Hackers are becoming more brazen and their attacks are growing increasingly sophisticated. Everyone appears to be fair game. In recent months, several major companies have fallen victim to attacks, including Apple, Microsoft, as well as social networking sites Twitter and Facebook.
In fact, mere days after the Boston Marathon bombings, US television CBS network’s official Twitter feeds were invaded by hackers who used it to send several anti-government messages on its “60 Minutes” and “48 Hours” news show feeds, claiming that the US government was hiding the real culprit of the Boston bombing and leading the network to temporarily suspend both accounts.
However, major corporations, news outlets and social networks are not the only ones having their systems infiltrated by hackers. Security software firm Symantec recently warned that attacks against small to medium-sized businesses (SMBs) are also on the rise, with attackers attempting to lift sensitive customer data, intellectual property and bank account information.
In its latest Internet Security Threat Report, Symantec warns that the number of attacks against SMS increased threefold during in 2012, with a 42% rise in overall targeted attacks. Successful data breaches did come down last year, but the amount of stolen identities rose to almost 240-million.
“SMBs are a favourite target among hackers since they often don’t have adequate security measures in place to ward off these attacks,” says Jayson O’Reilly, director: Sales and Innovation at DRS, a company which provides enterprise-wide risk and security solutions.
“SMBs usually lack large IT departments or even dedicated IT personnel, and since they have limited resources they still believe that IT security is something they can skimp on. They know that threats exist, but it seems that they are in denial about how much they are at risk of having it ever happening to them.”
Last year, the Ponemon Institute study, which was commissioned and sponsored by Faronics, surveyed 1 049 US security or IT practitioners in SMBs regarding their preparedness for a possible cyber attack and data breach.
Apart from the financial services, which ranked their preparedness at 14%, all the other industries scored below 10%, with retail scoring 9% and energy and utilities coming in at a dismal 3%.
O’Reilly says many companies and individuals who have anti-virus software on their devices derive a false sense of security out of that, but he warns that there are many attacks that can’t be fended off by anti-virus alone.
“With hacks and attacks increasing in complexity, more stringent measures are needed to protect networks and systems against security breaches.”
One way to step up security measures is to incorporate a Host Intrusion Prevention System (HIPS).
“This program proactively defends and controls access to a computer to prevent new threats that anti-virus often cannot. It alerts users when a malware program such as a virus is trying to access and run on the user’s system, or when unauthorised users, such as hackers, have gained access to the system,” O’Reilly explains.
“A few years ago, we only had viruses to worry about, but the threats have expanded and nowadays we have rootkits, Trojans and worms to contend with.”
The malware used to be easily identified by their signatures, but although the method is still accurate, it can’t keep up with the frequency with which hackers change the forms of the attacks and the signatures. HIPS was developed to combat this, by recognising and identifying threats by their actions – such as someone trying to control applications or changing a registry entry – rather than by signatures.

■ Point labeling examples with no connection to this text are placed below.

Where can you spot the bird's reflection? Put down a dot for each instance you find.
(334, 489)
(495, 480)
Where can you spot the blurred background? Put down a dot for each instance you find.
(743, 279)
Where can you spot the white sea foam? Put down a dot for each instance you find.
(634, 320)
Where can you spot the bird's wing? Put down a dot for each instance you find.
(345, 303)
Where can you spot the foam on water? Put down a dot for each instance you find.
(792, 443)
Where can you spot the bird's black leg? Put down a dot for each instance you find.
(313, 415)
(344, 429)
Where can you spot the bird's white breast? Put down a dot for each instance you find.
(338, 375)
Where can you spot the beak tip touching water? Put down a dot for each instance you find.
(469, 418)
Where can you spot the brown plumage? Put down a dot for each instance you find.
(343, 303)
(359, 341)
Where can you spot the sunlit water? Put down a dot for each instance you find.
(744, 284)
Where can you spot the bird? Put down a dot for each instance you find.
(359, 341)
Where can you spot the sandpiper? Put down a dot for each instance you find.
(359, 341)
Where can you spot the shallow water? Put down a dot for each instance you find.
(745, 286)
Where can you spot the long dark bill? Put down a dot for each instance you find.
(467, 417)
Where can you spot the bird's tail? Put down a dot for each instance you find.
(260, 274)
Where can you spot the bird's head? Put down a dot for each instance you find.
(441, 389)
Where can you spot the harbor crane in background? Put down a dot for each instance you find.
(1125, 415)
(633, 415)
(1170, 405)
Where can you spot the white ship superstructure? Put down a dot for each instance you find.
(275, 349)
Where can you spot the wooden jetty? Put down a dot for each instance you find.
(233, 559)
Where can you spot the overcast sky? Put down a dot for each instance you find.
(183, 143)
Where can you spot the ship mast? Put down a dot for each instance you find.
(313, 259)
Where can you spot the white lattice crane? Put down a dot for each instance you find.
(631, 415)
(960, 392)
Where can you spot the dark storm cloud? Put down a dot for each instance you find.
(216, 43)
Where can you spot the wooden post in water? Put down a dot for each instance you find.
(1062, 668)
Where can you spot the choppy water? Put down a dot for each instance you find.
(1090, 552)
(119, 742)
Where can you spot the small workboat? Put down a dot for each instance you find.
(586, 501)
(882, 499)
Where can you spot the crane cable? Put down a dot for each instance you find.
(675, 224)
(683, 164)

“Although HIPS’ functionality is to prevent hostile threats from entering a network, if it is incorrectly configured, it can actually hinder users from having the ability to perform their work,” O’Reilly says.
“The real challenge that any company faces in correctly deploying HIPS, is to find ways to configure it and centrally manage it while still retaining the ability to maintain their custom policies.”
HIPS management is one of the services provided by DRS by using McAfee’s ePolicy Orchestrator to provide centralised management, deployment and reporting on McAfee HIPS.
“We have the skills and resources to leverage the ability of this technology to provide unparalleled desktop security and return on investment by managing the deployment and configuration of this technology,” O’Reilly concludes.